Last year King and surrounding counties had many transportation issues caused by too much snow and too little preparation. This year county officials aim to prepare better.
According to the Seattle Government website, the area around Seattle normally does not get that much snow. However, last year there was an abundance of snow, which threw off the plan of the Washington State Department of Transportation (WSDOT).
“In the ‘Thanksgiving storm’ last year, the snow and ice hit earlier than predicted and was about 10 degrees colder than predicted,” WSDOT communications employee, Alice Fiman, stated. “We hope with the new coastal radar there is more information on incoming storms. But, when snow and ice hit during heavy commute hours in urban areas, it’s always a challenge.”
The transportation system all over the Seattle area were delayed and cancelled for days after the initial snow.
“I have to take five buses to get from my home to the U-district,” said University of Washington student, Ira Chizhova.
Chizhova had trouble getting to and from school on the days that the snow was worst.
“The first day it snowed I could not get home by bus, so instead I had to take Light Rail,” said Chizhova. “As the consequence of that I was stuck in huge traffic jam after leaving the station. It took about hour and a half to get home.”

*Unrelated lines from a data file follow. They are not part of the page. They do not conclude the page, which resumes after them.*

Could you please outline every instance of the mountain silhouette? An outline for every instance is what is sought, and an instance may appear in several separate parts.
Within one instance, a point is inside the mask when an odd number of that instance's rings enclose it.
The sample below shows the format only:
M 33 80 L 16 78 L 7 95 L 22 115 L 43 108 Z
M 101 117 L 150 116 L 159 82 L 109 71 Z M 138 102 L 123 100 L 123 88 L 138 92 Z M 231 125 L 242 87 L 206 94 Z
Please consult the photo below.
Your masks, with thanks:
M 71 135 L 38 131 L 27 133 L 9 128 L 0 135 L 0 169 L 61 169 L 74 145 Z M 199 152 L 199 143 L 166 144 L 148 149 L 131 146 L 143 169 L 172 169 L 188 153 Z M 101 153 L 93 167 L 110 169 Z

Chizhova had signed up for the Metro Public Transport emergency alert system that was supposed to keep members aware of any bus cancellations. The morning that she had to go to school, Chizhova checked her email for any alerts. Finding none, she proceed to leaving her house and continuing on with her day as normal. Unfortunately, there were still problems to come with the transportation that morning.
“I spent an hour waiting for my bus to show up, which was supposed to be, according to the schedule, at 7:50,” said Chizhova. “I got on another bus and eventually after three hours of being freezing cold made it to Seattle.”
Metro had many problems over the course of the snow. Videos from last year show a Metro bus sliding down a hill because of the ice on the road. Also, as the snow started in the afternoon, Metro drivers were trapped on their routes, having to wait for hours until help could come. Cars and buses were backed up, stuck and abandoned all over roads as the snow persisted. The next day, there were delays in routes as the buses had to drive slower than usual.
“I was only affected slightly because I work in the mornings, so I wasn’t out when the snow hit,” explained Metro bus driver Ryan Warnes. “But the day that the snow hit, the afternoon drivers were unprepared and got stuck and no one could come and help them because there were just too many people out. So the drivers and passengers were stuck for hours in the buses.”
After the initial shock of the snow the mechanics at Metro had the buses chained up by the next route. This did cause delays. While driving with chains, buses can only travel at a maximum speed of 30 mph. This is a problem as many freeways and other roads that buses drive on go much faster than that. Also, after the snow was found to be a problem, Metro resorted routes made special in the case of a issue such as this. These so-called snow routes take care to avoid large hills and other areas of potential incidents.
The snow affected people at AHS as well. As the snow hit after students and staff were already at school, both had trouble getting home that afternoon. It took some time for the district to decide when and how the students would get home. Those with cars were allowed to leave early, but everyone else had to wait at school for the district to decide what to do. Students were told that they would be let out at noon; however, AHS students were later told that they were going to have to wait until two.
“The snow day was horrible…it seemed to me was that the district was more concerned in how much time students spend at school rather than how safe they are in getting home,” said AHS senior, Jared Sharp. “But in hindsight, the district had to stagger the schools because we just don’t have any extra buses to handle every student at once.”
As the staff have cars of their own, they too were allowed to leave early. Unfortunately, roads around the school were blocked by stuck cars, as well as being covered in snow and ice.
Karen Wilson, an Algebra teacher at AHS, left later than than other staff. She started heading home on 200th Street but was soon met with a problem on one of the hills.
“It got really bad and a bunch of cars were starting to stop on the hill leading up the prison,” Wilson said. “I knew if I stopped, I was doomed.”
After that Wilson turned around and drove toward the airport, hoping to make it over the hill by the golf course. She made it and continued on in her journey.
“The snow was actually sparser as you went further south, so the driving got easier and I was able to get on I-5 and drive home safely,” Wilson said, “about 15 minutes after I got home, the big snow hit us. So, I feel like I made it just in time!”